On Feb 2, 2015, at 9:25 AM, David Singer <singer@apple.com> wrote:
> 
>> On Jan 12, 2015, at 15:28 , Nick Doty <npdoty@w3.org> wrote:
>> 
>> Explaining party distinction:
>> The October 2012 draft includes text explaining why party is relevant for a particular interaction, because it can change. I believe we’ve generally improved that text subsequently, as we now always refer to first- and third-party as related to a given user action (and have defined terminology on user action) rather than any implicit connotation about the status of an organization. I don’t believe we need separate non-normative text to explain that motivation in the actual text of the recommendation.
> 
> This may be opening a can of worms, but…I am not sure I understand the need for a party distinction, given our current definition of ‘tracking’.  When I proposed ‘tunnel vision’ it was partly to remove dependency on something that cannot be easily determined (which is the web site the user ‘intended’ to interact with?), and since then we have, I think agreed that ‘no cross-site tracking’ and tunnel vision are the same.
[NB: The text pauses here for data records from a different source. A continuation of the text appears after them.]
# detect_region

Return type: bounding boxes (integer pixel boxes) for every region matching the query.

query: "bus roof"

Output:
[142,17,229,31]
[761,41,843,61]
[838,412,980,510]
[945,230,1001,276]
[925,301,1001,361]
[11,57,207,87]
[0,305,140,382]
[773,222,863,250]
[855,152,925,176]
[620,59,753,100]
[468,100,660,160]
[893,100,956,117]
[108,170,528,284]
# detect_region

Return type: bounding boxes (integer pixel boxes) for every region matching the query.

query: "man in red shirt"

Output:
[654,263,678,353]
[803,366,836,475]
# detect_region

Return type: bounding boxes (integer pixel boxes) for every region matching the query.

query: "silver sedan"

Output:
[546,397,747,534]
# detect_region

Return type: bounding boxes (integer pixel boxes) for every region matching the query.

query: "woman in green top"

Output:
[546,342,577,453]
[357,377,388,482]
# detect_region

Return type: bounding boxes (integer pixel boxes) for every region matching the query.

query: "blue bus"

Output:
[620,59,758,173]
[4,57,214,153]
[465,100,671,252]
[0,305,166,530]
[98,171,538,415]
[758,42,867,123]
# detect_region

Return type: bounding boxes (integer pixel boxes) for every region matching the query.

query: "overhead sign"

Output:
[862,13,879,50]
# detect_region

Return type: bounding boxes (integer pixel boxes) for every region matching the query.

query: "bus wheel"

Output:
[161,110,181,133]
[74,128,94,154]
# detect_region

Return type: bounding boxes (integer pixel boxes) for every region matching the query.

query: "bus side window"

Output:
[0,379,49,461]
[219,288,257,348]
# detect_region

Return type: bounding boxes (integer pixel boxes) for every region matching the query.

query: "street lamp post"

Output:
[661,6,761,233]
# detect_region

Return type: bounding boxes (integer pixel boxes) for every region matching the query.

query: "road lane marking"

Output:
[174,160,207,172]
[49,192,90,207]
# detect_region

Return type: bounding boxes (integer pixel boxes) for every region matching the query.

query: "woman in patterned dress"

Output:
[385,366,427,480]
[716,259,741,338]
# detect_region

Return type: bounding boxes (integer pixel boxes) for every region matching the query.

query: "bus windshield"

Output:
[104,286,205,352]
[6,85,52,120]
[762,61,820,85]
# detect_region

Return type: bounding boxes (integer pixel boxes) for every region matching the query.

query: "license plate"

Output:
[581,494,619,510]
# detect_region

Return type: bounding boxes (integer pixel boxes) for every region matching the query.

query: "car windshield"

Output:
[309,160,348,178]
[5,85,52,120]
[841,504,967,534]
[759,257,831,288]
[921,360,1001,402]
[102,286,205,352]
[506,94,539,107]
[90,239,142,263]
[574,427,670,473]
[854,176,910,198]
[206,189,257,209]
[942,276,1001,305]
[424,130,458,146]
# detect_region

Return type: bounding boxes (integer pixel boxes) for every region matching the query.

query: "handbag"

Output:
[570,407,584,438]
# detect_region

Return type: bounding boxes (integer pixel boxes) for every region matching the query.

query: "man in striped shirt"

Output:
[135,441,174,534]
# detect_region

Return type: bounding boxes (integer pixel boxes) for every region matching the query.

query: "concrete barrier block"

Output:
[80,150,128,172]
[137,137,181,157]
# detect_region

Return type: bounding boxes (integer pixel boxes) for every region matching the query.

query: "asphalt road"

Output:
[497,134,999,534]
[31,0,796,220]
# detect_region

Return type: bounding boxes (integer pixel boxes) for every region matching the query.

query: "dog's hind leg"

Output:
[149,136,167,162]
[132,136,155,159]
We aren't currently referring to "tunnel vision" in any of our documents in normative or non-normative text. I don't believe your earlier "tunnel vision" text completely captures all of the definition of "tracking" or agreements in Compliance. For example, when a user navigates to a page from a different site, or clicks on an advertisement, compliance with a DNT preference doesn't require not seeing where a user came from or what page they were on when they clicked on an ad. A party may be a first party *to a given user action* (that's the key part) where users are likely to have different expectations.

As I've said above, I don't believe there are any places in the document where text refers to first and third parties where it doesn't describe that status with respect to a particular user action, but I would welcome review to see that I've done that correctly.